Moody’s added that a return to investment-level for South Africa is unlikely any time in the near future given the negative outlook it is currently facing.
“We would likely change the rating outlook to stable if the government consolidated its finances in line with our baseline expectations, growth picked up slowly but durably and financing risks remained limited,” it said.
Municipalities and tax collection
One of the key concerns cited by the ratings agency is the decreased revenue collection from the country’s municipalities due to the ongoing lockdown restrictions.
“The majority of municipalities will not be operating at full capacity as cities close some of their customer service centres,” it said.
“This will likely cause a delay in sending out invoices and a lack of or limited credit control services. Some municipalities, including the City of Johannesburg, have suspended the cutting off of services to defaulting customers over the lockdown period.
“As a result, the number of customers in default will increase, exacerbating lower revenue collection rates.”
Moody’s noted that some municipalities have already recorded lower collection rates, indicated by an increase in bad debts provisions to operating expenditure in fiscal 2019.

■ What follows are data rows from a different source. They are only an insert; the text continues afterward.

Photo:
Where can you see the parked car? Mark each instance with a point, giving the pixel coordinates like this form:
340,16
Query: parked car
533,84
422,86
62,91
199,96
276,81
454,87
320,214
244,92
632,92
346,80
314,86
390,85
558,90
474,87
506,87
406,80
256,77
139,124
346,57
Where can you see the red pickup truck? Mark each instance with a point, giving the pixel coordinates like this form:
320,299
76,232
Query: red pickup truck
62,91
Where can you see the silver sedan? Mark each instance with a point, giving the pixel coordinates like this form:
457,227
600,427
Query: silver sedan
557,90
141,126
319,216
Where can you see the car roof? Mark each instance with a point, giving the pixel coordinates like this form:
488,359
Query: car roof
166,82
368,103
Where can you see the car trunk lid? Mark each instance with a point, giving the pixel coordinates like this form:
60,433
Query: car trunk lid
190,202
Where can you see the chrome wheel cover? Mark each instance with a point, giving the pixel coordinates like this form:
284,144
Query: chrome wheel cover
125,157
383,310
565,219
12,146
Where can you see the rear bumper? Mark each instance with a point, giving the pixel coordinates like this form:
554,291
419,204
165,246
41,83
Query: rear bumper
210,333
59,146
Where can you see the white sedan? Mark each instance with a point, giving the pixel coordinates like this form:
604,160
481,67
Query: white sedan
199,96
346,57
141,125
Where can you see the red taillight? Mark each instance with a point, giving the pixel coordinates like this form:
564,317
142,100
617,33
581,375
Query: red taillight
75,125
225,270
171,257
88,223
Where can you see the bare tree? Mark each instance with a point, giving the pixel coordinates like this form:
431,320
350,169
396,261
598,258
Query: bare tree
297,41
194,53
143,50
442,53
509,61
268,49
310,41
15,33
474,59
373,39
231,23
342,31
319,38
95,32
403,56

A further increase in bad debts provision will likely lead to a decrease in municipalities’ operating balances over the next 1-2 years, it said.
Local governments will be affected by customers struggling to pay property rates and service charges as unemployment rates continue to increase.

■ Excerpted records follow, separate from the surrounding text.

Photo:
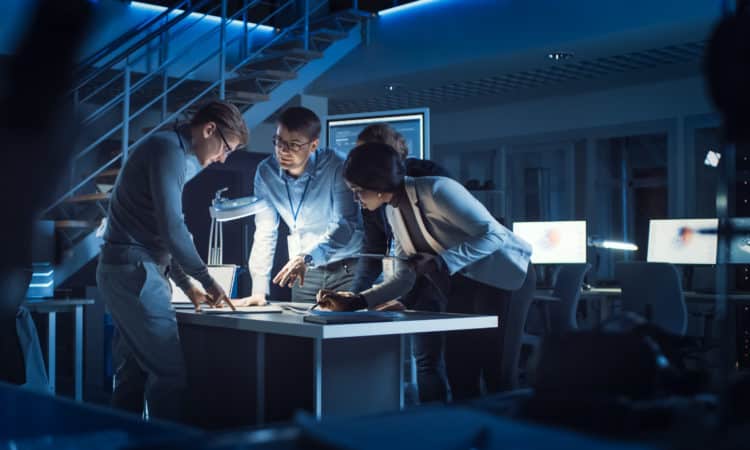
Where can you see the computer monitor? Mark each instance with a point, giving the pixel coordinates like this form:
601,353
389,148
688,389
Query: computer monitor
561,242
223,274
739,243
680,241
413,124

Moody’s said it also expect the number of indigent households to increase as a significant proportion of the labour force is employed in the informal economy, which is severely affected by the lockdown.
Statistics South Africa estimates that approximately 18% of the labour force was working in the informal economy (non-agricultural) as of Q4 2019, which increases to 26% when employment in private households is taken into account.
“If the lockdown is extended, we expect the need for operating transfers to cover indigent households to increase. Municipalities depend on the national government for operating transfers (approximately 15% of their operating income) to cover the provision of basic services to low-income households,” Moody’s said.
“However, a lag in receiving the required rise in operating transfers will also pose liquidity risks for municipalities.”
South Africa’s high level of inequality also increases the risk of social unrest during the crisis as service delivery and access to health services may be negatively impacted, Moody’s said.